Anyways coming on to more serious issue – “Multi-dimensional effect of corruption in college/education system“. In recent times there have been multiple paper leak reports in newspapers for Kurukshetra University. Here’s one report (in Hindi) from today’s newspaper about DSP and Digital Electronics exam:

Based on amazing lecture of Dr Subramanian Swamy about “Multi-dimensional effects of corruption” – we can deduce some multi dimensional effects from corruption/cheating cases and unfair means in college system.

Just like corruption isn’t simply related to one person bribing other but rather has a broad impact from security of country to political stability, from economic stand point to sub-standard utilization of resources, in very similar manner these “paper leaks” etc aren’t just about someone cheating and passing exam but rather extend their effect in multiple dimensions. Being a student myself I am aware of such leaks and have a fair understanding of how system behind such leaks works.

Some of multi-dimension effects of paper leaks are:

  1. Paper leaks have significant money involvement as paper are leaked around their  origin at very high rates in ranges of $1000 or so.

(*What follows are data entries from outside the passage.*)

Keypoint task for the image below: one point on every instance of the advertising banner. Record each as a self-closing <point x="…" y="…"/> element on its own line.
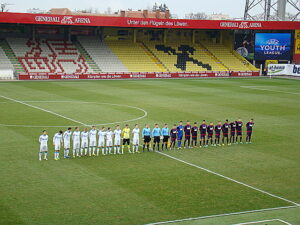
<point x="272" y="46"/>
<point x="284" y="69"/>
<point x="83" y="20"/>
<point x="113" y="76"/>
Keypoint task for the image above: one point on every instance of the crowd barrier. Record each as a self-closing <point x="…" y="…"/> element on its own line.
<point x="150" y="75"/>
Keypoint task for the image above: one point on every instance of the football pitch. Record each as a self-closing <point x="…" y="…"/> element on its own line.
<point x="256" y="183"/>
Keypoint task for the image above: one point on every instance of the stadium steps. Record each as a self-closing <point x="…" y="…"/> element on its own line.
<point x="133" y="56"/>
<point x="213" y="56"/>
<point x="200" y="54"/>
<point x="102" y="55"/>
<point x="87" y="57"/>
<point x="11" y="56"/>
<point x="242" y="59"/>
<point x="154" y="57"/>
<point x="227" y="57"/>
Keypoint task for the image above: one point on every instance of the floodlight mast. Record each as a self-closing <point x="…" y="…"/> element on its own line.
<point x="271" y="10"/>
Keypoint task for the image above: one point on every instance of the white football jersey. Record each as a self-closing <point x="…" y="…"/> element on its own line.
<point x="67" y="136"/>
<point x="57" y="139"/>
<point x="109" y="135"/>
<point x="76" y="136"/>
<point x="43" y="139"/>
<point x="84" y="136"/>
<point x="117" y="134"/>
<point x="93" y="134"/>
<point x="136" y="133"/>
<point x="101" y="135"/>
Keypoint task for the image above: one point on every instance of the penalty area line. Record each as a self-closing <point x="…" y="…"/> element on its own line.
<point x="223" y="215"/>
<point x="230" y="179"/>
<point x="45" y="110"/>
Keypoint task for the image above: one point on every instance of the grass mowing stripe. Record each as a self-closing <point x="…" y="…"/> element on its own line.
<point x="222" y="215"/>
<point x="264" y="89"/>
<point x="228" y="178"/>
<point x="263" y="221"/>
<point x="45" y="110"/>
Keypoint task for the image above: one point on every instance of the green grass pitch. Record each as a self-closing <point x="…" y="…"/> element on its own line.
<point x="149" y="187"/>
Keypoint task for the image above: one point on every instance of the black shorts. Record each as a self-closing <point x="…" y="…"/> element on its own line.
<point x="156" y="139"/>
<point x="147" y="139"/>
<point x="166" y="138"/>
<point x="126" y="141"/>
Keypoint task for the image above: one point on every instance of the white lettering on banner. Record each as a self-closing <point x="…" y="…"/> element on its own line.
<point x="272" y="47"/>
<point x="70" y="76"/>
<point x="284" y="69"/>
<point x="47" y="19"/>
<point x="241" y="25"/>
<point x="64" y="20"/>
<point x="156" y="23"/>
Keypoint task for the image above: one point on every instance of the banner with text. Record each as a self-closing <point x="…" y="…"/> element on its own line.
<point x="112" y="76"/>
<point x="284" y="69"/>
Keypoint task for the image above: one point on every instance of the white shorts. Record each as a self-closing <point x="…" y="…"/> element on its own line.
<point x="135" y="141"/>
<point x="108" y="143"/>
<point x="93" y="143"/>
<point x="43" y="148"/>
<point x="67" y="144"/>
<point x="84" y="144"/>
<point x="57" y="146"/>
<point x="117" y="141"/>
<point x="76" y="145"/>
<point x="101" y="143"/>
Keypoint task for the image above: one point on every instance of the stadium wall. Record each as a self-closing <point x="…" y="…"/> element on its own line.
<point x="121" y="76"/>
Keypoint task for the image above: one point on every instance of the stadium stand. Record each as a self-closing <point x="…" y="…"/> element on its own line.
<point x="102" y="55"/>
<point x="49" y="56"/>
<point x="185" y="57"/>
<point x="135" y="56"/>
<point x="91" y="55"/>
<point x="4" y="61"/>
<point x="229" y="58"/>
<point x="10" y="56"/>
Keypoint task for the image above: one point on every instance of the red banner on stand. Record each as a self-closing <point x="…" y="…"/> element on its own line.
<point x="114" y="76"/>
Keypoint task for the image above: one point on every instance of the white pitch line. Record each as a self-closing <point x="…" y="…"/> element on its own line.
<point x="100" y="124"/>
<point x="45" y="110"/>
<point x="228" y="178"/>
<point x="222" y="215"/>
<point x="262" y="221"/>
<point x="264" y="89"/>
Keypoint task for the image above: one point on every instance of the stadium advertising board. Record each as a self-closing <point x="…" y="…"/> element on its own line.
<point x="284" y="69"/>
<point x="297" y="47"/>
<point x="272" y="46"/>
<point x="112" y="76"/>
<point x="83" y="20"/>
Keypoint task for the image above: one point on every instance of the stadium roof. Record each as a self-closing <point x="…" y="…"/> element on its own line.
<point x="83" y="20"/>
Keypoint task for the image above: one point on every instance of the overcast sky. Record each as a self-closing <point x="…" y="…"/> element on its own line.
<point x="234" y="8"/>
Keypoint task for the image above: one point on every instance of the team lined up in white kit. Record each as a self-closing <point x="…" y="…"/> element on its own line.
<point x="85" y="142"/>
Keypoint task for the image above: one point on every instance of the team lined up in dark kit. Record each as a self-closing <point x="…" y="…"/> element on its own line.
<point x="215" y="135"/>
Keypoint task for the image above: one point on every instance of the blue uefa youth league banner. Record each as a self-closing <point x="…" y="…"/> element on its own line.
<point x="272" y="46"/>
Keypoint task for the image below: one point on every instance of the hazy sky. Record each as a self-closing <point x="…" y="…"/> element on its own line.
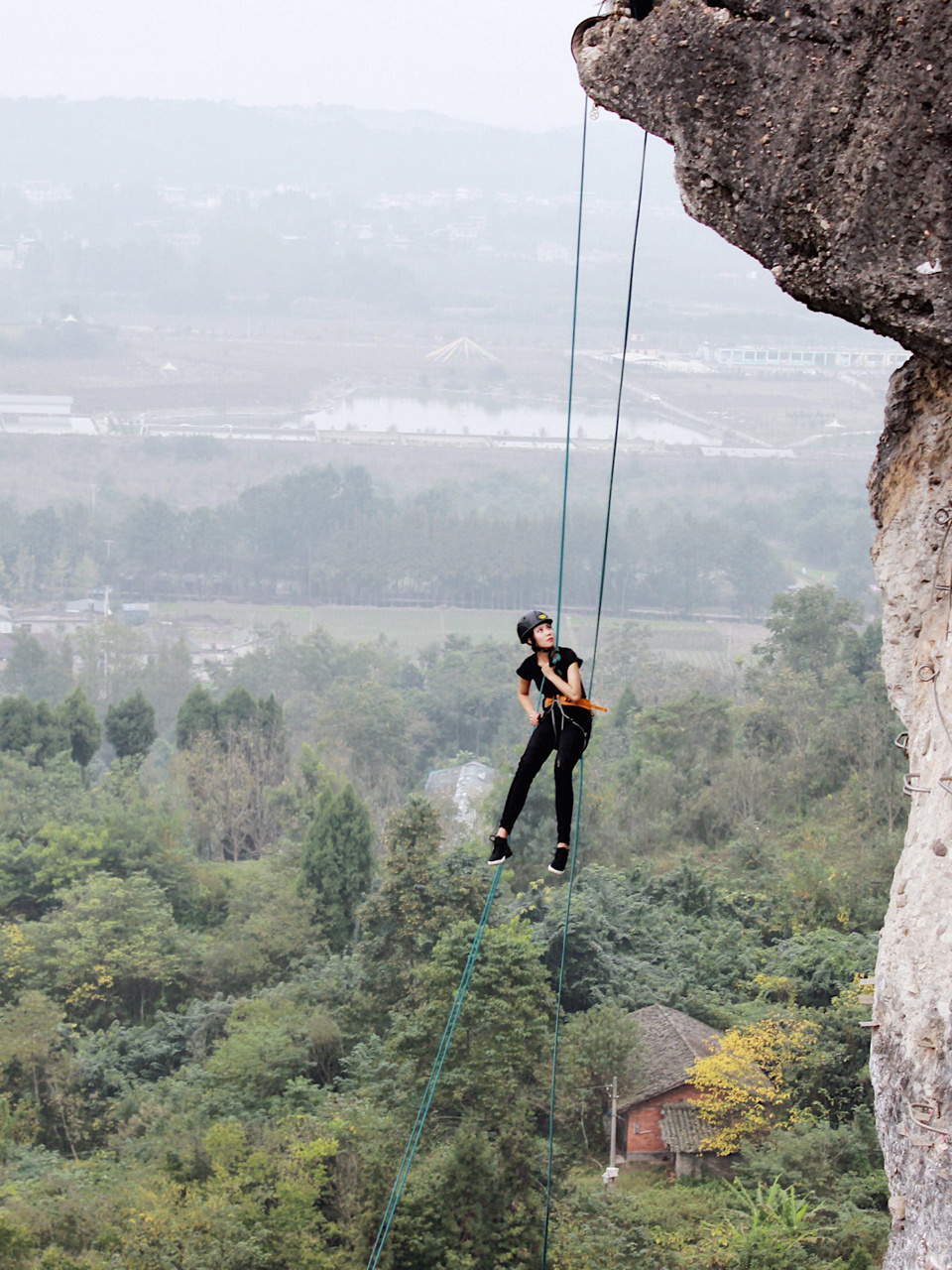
<point x="493" y="62"/>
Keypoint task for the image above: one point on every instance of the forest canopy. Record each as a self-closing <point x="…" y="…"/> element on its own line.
<point x="226" y="962"/>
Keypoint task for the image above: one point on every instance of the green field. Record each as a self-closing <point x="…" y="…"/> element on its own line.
<point x="703" y="644"/>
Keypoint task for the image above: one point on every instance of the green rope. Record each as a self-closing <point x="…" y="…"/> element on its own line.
<point x="571" y="370"/>
<point x="581" y="765"/>
<point x="619" y="405"/>
<point x="435" y="1071"/>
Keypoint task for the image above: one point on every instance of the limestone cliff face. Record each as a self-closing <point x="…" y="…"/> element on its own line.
<point x="817" y="136"/>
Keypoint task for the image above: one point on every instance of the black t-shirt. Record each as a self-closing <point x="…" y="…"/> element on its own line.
<point x="532" y="671"/>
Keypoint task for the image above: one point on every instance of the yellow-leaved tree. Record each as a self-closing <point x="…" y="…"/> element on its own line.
<point x="744" y="1083"/>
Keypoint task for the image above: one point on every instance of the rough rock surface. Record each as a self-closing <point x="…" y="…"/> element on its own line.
<point x="819" y="139"/>
<point x="814" y="136"/>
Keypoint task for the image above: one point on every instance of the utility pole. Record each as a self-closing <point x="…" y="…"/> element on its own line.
<point x="611" y="1174"/>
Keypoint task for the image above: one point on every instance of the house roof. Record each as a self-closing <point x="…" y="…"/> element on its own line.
<point x="682" y="1129"/>
<point x="669" y="1043"/>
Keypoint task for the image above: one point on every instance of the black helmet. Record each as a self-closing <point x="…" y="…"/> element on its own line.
<point x="529" y="622"/>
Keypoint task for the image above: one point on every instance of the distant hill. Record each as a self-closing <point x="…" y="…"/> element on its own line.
<point x="217" y="143"/>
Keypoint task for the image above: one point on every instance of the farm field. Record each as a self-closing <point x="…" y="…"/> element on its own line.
<point x="708" y="644"/>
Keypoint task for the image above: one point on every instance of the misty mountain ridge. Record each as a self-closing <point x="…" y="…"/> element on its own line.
<point x="321" y="148"/>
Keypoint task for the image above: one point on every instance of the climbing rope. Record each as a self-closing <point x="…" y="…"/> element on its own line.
<point x="435" y="1071"/>
<point x="445" y="1040"/>
<point x="592" y="680"/>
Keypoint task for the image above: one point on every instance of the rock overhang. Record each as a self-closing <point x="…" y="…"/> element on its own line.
<point x="817" y="137"/>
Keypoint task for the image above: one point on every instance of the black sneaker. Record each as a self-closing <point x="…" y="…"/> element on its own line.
<point x="500" y="852"/>
<point x="560" y="860"/>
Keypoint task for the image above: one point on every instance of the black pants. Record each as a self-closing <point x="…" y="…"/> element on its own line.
<point x="558" y="731"/>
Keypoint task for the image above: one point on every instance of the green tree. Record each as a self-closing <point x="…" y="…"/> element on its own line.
<point x="424" y="889"/>
<point x="79" y="717"/>
<point x="130" y="726"/>
<point x="503" y="1026"/>
<point x="112" y="949"/>
<point x="336" y="862"/>
<point x="33" y="730"/>
<point x="197" y="714"/>
<point x="270" y="1042"/>
<point x="809" y="629"/>
<point x="36" y="671"/>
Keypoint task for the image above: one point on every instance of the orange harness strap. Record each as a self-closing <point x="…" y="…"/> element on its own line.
<point x="583" y="703"/>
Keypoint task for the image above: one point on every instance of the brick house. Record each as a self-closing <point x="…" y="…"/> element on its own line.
<point x="657" y="1123"/>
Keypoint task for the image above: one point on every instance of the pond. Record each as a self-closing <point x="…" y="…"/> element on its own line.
<point x="530" y="423"/>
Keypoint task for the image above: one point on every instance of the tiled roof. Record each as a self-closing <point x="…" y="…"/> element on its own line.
<point x="680" y="1128"/>
<point x="669" y="1042"/>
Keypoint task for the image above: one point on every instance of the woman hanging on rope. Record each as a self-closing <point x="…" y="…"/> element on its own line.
<point x="563" y="725"/>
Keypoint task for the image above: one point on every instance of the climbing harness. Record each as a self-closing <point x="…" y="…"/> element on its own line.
<point x="552" y="703"/>
<point x="581" y="703"/>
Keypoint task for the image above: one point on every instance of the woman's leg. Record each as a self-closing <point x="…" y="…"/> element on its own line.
<point x="571" y="746"/>
<point x="540" y="744"/>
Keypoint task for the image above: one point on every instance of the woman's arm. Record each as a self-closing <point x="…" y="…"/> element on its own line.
<point x="571" y="688"/>
<point x="526" y="699"/>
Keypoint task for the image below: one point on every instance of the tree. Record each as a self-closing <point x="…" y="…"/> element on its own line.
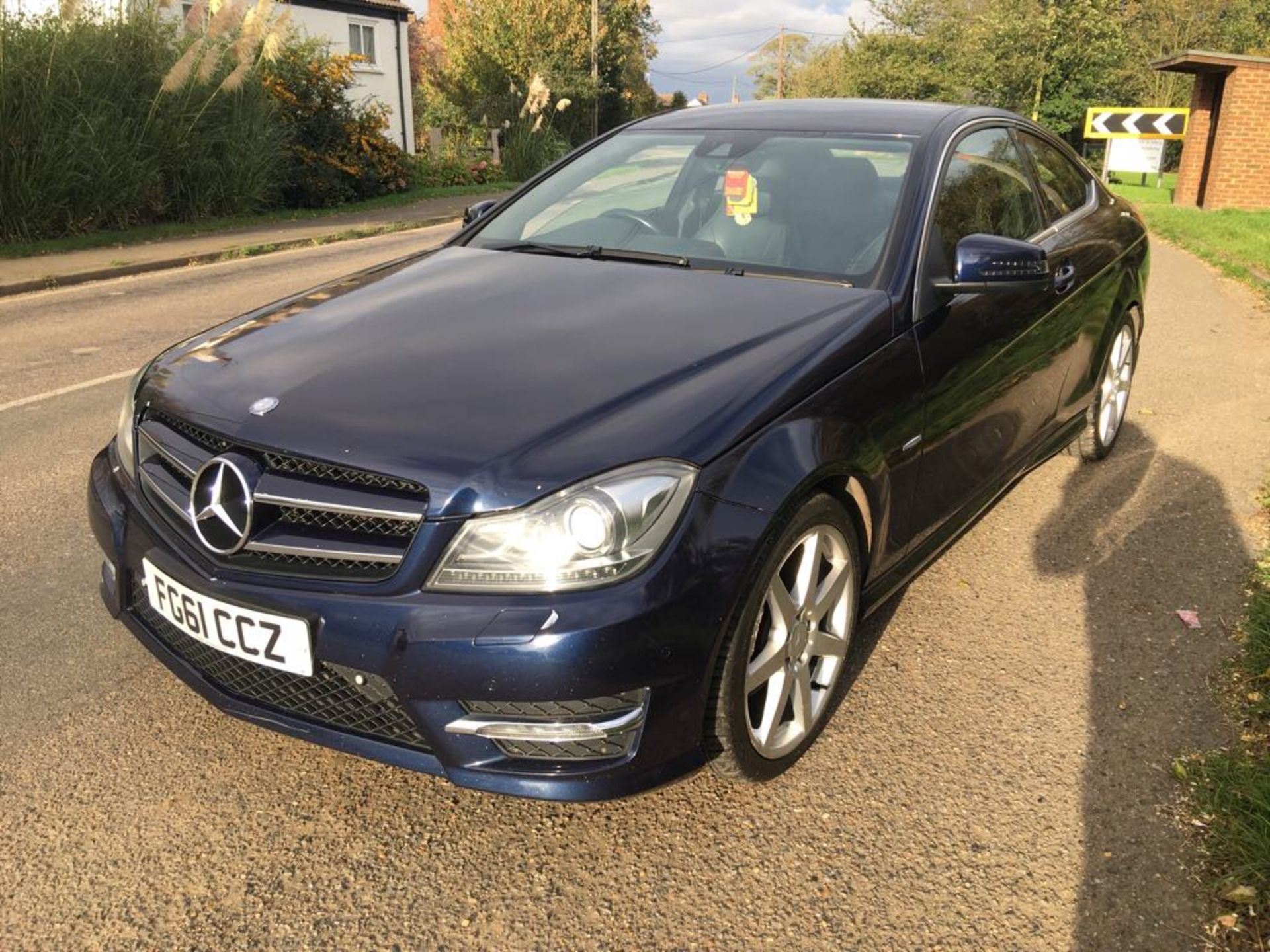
<point x="494" y="48"/>
<point x="1049" y="59"/>
<point x="766" y="63"/>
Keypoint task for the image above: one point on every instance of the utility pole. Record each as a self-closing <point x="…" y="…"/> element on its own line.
<point x="595" y="66"/>
<point x="780" y="65"/>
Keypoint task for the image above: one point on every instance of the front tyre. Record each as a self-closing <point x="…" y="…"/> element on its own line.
<point x="779" y="677"/>
<point x="1107" y="414"/>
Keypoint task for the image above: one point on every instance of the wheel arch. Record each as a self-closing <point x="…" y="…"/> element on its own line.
<point x="788" y="463"/>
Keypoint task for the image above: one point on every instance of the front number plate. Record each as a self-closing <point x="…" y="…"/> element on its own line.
<point x="262" y="637"/>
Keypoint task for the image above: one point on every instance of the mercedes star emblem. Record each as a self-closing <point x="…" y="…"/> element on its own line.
<point x="263" y="405"/>
<point x="220" y="502"/>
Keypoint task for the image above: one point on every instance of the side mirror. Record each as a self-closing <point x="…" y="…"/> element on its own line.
<point x="478" y="211"/>
<point x="991" y="263"/>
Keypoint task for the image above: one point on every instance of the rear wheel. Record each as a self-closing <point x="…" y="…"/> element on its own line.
<point x="1111" y="404"/>
<point x="779" y="678"/>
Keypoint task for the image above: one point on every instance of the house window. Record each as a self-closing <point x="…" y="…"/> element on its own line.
<point x="361" y="41"/>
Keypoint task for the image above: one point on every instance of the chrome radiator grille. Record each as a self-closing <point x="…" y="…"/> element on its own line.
<point x="309" y="518"/>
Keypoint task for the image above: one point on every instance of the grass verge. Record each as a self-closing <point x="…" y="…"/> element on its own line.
<point x="1230" y="789"/>
<point x="205" y="226"/>
<point x="1148" y="193"/>
<point x="1236" y="241"/>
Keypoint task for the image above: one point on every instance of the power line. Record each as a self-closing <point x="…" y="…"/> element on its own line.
<point x="690" y="74"/>
<point x="714" y="36"/>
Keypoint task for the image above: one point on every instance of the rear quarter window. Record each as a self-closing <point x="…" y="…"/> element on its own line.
<point x="1064" y="187"/>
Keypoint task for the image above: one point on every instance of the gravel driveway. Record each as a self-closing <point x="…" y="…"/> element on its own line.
<point x="999" y="777"/>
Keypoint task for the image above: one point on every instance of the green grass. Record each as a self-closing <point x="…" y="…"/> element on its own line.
<point x="1231" y="789"/>
<point x="1235" y="241"/>
<point x="1148" y="193"/>
<point x="167" y="230"/>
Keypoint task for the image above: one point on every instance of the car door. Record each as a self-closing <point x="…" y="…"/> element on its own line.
<point x="1080" y="253"/>
<point x="988" y="358"/>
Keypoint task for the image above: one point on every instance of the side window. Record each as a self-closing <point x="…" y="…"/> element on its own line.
<point x="361" y="41"/>
<point x="1064" y="186"/>
<point x="984" y="190"/>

Students who have link to such “sources” often pay such heavy amount and recover few x times by re-selling off the exam.
  2. Most of students who are involved in such reselling at a higher rank in chain make as much as $500-1000 over a night by simply distributing digital pictures of leaked papers.
  3. After getting original paper in hand, students get a nice opportunity to go with well prepared “slips” with exact answers to 8 simple questions for a 100% attempt rather then carrying slips based on assumed questions.
  4. Students who don’t get their hands dirty with such leaked paper tend to fail in exam since their “fair” attempt is way too below the average/topper’s attempt.
  5. Student’s who successfully pass exam in such way completely ruin the value of education and they eventually turn out to be a “B.tech degree holder” then “Engineer”.
  6. As count of “B.tech degree holders” increases – society (friends, parents, relatives etc) increase their pressure on real possible “engineers” and they sooner or later turn their head down and become corrupt.
  7. More number of B.tech holders Vs less amount of real engineers degrade job market & causes problems for everyone including “real engineers”.
  8. Students who make $500-$1000 over night by selling leaked paper make best use of that money by spending it on drinking, drugs, (and even putting in IPL match fixing!) further degrading environment.
  9. Each “successful paper leak” follows atleast half a dozen of “fake paper leaks” and tends to ruin those exams.
  10. Our society end up in having “B.tech holders” as “engineers” in various Govt. jobs and we get degraded infrastructure everywhere.
  11. More students opt for “B.Tech degree” since they learn from seniors on such backend management.
  12. (Classic one) Degree holders are looked upon as “educated people” in society & even if they don’t get a job or they do not opt for an engineering job, they surely secure a good rank in “arranged marriage system”. 🙂

 
 
Interesting fact is that Kurukshetra University never writes “Fail(ed)” in result, they always mention – “Re-appear” which gives “Not this time, but good luck next time” sort of feeling.
 
Time for me to end this post and get ready for next exam.